Challenge 10 asks us to implement AES-CBC, or the Cipher-Block-Chaining mode of AES. It works by XORing the previous ciphertext block with the current plaintext block. This is to improve the "confusion and diffusion" properties of the AES cipher. In ECB mode, we know that the same plaintext encrypts to the same cipher text (ie if P[32:64]==P[80:96], then C[32:64]==C[80:96]). In CBC this is not true because the plaintext is XORed with the previous block before encrypting. The wikipedia article describes the technical details of the implementing it. For reference the operation for encrypting and decrypting is:

\begin{equation} C_i = E_{K}(P_i \oplus C_{i-1}, C_0 = IV) \\ P_i = D_{K}(C_i)\oplus C_{i-1} , C_0 = IV) \end{equation}

The fact that the decryption procedure relies on XORing the ciphertext (that an attacker can control) is very important! It will come up soon.

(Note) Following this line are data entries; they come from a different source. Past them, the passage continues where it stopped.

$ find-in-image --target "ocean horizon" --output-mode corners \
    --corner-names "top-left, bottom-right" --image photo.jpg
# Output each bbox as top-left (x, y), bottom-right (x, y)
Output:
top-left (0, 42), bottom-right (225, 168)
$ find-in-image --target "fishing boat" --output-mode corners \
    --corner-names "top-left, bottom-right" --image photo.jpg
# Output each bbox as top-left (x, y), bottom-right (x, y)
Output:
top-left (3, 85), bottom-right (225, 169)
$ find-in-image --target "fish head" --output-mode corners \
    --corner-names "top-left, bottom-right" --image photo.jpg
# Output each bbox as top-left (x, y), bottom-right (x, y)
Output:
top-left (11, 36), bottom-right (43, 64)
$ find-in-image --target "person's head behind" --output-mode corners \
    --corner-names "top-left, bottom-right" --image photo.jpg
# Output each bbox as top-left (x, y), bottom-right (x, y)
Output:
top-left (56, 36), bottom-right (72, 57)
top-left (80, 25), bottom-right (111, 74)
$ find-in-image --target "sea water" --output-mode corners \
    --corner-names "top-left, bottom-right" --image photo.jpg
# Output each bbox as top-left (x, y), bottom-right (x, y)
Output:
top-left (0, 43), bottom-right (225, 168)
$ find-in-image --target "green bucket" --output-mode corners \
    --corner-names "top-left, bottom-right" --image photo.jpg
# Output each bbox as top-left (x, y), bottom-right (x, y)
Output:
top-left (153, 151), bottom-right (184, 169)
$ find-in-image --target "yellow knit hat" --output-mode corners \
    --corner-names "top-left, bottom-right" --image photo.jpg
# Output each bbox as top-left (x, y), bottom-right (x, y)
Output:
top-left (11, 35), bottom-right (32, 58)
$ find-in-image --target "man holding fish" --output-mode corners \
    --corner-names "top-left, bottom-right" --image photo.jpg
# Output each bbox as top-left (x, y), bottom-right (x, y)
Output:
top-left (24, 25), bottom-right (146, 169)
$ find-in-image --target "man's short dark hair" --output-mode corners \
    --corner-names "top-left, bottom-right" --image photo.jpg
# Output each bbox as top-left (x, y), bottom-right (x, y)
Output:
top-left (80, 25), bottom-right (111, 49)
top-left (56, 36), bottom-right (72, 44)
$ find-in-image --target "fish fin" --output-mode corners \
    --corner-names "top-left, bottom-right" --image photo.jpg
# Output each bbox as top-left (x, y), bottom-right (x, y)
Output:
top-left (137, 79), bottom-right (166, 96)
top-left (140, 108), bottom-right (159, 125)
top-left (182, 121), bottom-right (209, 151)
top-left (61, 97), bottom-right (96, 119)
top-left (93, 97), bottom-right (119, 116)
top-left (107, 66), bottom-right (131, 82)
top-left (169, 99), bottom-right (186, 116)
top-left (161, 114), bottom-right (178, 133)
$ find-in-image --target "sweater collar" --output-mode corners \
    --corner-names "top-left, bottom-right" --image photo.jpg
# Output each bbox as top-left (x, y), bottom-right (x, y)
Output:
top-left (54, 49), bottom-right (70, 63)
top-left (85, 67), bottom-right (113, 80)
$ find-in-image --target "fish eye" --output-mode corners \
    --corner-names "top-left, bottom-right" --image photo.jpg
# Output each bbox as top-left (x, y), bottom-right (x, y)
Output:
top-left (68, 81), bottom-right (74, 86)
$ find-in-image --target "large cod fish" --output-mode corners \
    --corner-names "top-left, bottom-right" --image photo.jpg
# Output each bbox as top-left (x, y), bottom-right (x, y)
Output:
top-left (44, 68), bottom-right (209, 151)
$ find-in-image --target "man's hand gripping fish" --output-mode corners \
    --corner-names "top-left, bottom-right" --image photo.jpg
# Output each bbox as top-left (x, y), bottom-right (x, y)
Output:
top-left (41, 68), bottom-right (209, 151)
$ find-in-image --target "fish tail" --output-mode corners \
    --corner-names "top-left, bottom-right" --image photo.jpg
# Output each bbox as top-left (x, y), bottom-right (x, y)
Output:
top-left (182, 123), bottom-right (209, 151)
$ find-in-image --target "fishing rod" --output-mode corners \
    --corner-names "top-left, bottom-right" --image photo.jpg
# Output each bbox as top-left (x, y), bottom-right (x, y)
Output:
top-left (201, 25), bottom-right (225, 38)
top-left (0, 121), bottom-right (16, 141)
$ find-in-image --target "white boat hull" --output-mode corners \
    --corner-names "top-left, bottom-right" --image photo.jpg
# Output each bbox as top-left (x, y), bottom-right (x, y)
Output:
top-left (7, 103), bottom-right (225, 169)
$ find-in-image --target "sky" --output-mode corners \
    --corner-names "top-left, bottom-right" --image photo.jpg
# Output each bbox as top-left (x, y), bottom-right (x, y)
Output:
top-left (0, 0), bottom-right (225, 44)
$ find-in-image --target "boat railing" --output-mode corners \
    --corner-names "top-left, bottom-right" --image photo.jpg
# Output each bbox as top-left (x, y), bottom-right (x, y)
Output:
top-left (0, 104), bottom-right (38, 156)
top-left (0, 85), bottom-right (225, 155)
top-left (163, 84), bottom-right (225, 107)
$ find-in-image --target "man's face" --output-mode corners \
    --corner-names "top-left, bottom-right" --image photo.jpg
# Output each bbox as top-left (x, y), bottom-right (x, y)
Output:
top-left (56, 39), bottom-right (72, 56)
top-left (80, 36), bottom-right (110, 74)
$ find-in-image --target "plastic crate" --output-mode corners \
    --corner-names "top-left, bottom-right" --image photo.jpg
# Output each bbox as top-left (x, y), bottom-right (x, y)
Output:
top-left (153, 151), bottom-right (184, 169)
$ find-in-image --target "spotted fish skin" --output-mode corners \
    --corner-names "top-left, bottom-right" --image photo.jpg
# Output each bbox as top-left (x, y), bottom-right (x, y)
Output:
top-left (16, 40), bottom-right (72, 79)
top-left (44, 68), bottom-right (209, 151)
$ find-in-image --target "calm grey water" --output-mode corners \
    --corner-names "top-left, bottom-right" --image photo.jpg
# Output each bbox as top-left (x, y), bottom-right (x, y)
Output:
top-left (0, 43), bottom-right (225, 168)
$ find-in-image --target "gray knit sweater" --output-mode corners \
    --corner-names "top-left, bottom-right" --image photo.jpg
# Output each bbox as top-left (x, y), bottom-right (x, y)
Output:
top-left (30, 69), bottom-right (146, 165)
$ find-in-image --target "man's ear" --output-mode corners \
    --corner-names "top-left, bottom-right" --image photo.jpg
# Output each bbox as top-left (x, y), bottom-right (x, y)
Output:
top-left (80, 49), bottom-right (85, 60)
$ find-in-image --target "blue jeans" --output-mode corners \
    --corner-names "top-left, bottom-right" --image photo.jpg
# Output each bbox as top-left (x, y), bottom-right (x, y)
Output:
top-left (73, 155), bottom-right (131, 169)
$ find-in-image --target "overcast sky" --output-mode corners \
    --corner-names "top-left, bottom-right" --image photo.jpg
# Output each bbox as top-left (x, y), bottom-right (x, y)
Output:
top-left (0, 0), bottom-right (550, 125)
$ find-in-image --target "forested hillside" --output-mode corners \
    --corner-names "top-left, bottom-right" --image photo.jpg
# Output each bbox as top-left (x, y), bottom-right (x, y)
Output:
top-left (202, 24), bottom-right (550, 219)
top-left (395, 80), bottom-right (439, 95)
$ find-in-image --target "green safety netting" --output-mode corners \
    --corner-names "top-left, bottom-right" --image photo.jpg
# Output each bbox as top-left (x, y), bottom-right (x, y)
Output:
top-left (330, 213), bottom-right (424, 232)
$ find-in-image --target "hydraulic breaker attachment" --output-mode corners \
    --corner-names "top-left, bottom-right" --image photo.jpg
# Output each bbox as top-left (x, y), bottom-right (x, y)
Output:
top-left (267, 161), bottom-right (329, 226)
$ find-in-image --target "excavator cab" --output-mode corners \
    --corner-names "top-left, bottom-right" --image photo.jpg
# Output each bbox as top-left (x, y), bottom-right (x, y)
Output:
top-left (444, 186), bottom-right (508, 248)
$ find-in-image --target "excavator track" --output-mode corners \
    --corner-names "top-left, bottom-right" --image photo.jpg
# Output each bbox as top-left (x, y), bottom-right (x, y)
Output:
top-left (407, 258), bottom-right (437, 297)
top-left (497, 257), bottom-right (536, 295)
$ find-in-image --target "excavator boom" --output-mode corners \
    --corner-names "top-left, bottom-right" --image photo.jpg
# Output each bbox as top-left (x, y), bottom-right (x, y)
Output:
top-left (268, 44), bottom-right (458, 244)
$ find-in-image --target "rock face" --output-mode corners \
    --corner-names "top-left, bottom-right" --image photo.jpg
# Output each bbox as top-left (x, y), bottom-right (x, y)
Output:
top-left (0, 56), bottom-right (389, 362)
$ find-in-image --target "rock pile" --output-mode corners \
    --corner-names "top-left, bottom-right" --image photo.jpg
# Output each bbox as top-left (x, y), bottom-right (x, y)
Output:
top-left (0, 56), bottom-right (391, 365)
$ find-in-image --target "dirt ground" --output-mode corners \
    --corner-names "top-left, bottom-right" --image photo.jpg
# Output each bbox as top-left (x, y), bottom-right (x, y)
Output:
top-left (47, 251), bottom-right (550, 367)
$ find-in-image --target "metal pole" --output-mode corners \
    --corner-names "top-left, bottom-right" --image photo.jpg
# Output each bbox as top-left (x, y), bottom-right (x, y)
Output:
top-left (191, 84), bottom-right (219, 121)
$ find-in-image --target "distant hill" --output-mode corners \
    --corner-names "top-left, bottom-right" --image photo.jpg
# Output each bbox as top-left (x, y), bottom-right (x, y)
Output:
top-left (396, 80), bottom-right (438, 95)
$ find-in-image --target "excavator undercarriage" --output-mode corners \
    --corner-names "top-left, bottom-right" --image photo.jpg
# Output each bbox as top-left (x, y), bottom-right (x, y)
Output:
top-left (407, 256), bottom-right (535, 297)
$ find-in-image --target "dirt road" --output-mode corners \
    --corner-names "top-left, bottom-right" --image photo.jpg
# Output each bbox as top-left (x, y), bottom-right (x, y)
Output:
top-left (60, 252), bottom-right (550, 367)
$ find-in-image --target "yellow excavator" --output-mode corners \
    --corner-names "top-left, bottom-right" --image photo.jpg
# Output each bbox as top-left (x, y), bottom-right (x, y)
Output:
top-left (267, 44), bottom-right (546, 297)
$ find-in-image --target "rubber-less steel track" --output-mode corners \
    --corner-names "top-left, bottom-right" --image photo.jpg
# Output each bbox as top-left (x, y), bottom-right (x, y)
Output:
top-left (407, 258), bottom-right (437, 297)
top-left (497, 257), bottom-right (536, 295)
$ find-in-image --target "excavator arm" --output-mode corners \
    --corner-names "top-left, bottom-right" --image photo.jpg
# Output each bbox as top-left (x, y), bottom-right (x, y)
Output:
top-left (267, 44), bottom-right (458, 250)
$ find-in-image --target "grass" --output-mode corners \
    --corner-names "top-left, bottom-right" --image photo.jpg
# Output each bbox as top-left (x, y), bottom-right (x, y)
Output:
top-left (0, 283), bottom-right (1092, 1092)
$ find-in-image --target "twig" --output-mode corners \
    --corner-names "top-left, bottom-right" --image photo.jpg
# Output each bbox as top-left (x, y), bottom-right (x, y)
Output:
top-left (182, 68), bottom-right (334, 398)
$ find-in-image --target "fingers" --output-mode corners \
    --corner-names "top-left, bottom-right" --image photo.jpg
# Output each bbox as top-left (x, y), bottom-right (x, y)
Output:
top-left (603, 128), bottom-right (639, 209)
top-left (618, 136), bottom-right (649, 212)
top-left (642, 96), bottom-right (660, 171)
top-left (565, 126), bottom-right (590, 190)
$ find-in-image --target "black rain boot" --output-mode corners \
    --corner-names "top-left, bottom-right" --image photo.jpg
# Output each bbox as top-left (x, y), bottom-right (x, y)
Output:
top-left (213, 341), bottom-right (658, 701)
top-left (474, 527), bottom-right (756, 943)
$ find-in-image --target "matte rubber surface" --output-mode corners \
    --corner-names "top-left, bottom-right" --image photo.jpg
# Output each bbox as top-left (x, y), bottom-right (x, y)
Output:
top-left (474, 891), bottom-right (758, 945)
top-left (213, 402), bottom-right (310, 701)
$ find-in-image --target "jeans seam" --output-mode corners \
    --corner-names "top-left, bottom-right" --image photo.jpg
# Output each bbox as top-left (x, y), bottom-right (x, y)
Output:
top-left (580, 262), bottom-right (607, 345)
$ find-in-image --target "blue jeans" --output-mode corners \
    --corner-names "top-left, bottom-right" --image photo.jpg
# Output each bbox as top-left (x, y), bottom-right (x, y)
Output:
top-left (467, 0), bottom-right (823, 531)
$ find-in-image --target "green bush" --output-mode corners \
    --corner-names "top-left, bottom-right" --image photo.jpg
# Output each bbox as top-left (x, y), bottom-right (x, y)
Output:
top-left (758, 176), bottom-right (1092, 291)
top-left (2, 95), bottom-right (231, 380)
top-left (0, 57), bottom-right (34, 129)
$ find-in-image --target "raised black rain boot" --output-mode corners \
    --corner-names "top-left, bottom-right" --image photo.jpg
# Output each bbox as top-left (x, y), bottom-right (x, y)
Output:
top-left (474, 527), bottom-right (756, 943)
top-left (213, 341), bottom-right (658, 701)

This is the first of many chosen plaintext attacks. In fact, I think it is an "adaptive chosen plaintext attack." This is also the first time in the challenges where we need to think about how this would come up in real applications in order to understand why its relevant. Typically servers issue cookies/session tokens that are encrypted strings that define the user's role and access level. If the server uses AES in ECB mode, it may be possible for a malicious attacker to extract the format of the encrypted session token using this attack.

The attack assumes that we have an oracle (the server) that will give us back cipher texts given a plaintext that we choose. The oracle (aka server) appends an unknown string to the attackers chosen text and returns the cipher text of the concatenated plaintext. Our goal is to read the unknown string.

Why does the challenge ask us to discover the block size and mode? If we were really attacking a server we wouldn't know either of them. Knowing how to determine those two facts enable us to test for this attack against servers that we may audit in real situations.

I got stuck on this for a while because I was restricting myself to a chosen plaintext that was 16 bytes long. This is not necessary in order to complete the attack as written, though servers deployed in the real world may have length requirements on the strings that they allow to be processed.

This is a known plaintext attack. In some sense, Challenge 13 is the natural follow up to Challenge 12. If we successfully attacked a server in Challenge 12, we would now know how the encrypted session cookie is formatted. Knowing the fact that in ECB mode, the same ciphertext block decrypts to the same plaintext block can allow us to give ourselves admin access using a carefully crafted session cookie derived from the server. If our plaintext is:

0123456789ABCDEF
----------------
email=fooAA@bar.
com&uid=10&role=
user

If we took the second block, it would decrypt to a block of text with the string "role=" at the end. Now if we could get the server to issue us with a string that decrypted to "admin", then we could concatenate the two cipher texts and have a string that when decrypted gave the "role=admin" pair. This would give us a session token (albeit mangled) which would give us the admin role.

As alluded to earlier, this is the famous CBC bit-flipping attack. It exploits the fact that when we decrypt in CBC, we XOR the preceding cipher text with the plaintext. Bit-flipping attacks are viable whenever we XOR the plaintext with anything in the encryption/decryption process. If we flip a bit in the cipher text block that is being XORed (C[i-1] for P[i]), then we make a one bit edit in P[i] (and ruin C[i-1]). We'll see more bit-flipping attacks soon. The only challenging thing here is figuring out how to get the bit flips to line up and make the edits you want. There's a nice formula for editing bytes which comes up in the CBC padding oracle attack in Set 3:

\begin{equation} b_i = b_i \oplus p_i \oplus p_i' \end{equation}

In this case, we know \(p_i\) (we control that part of the plaintext), \(p_i'\) is the byte that we want to change it to (a disallowed character say) and \(b_i\) is the cipher text byte in the block previous to the plaintext byte we're editing.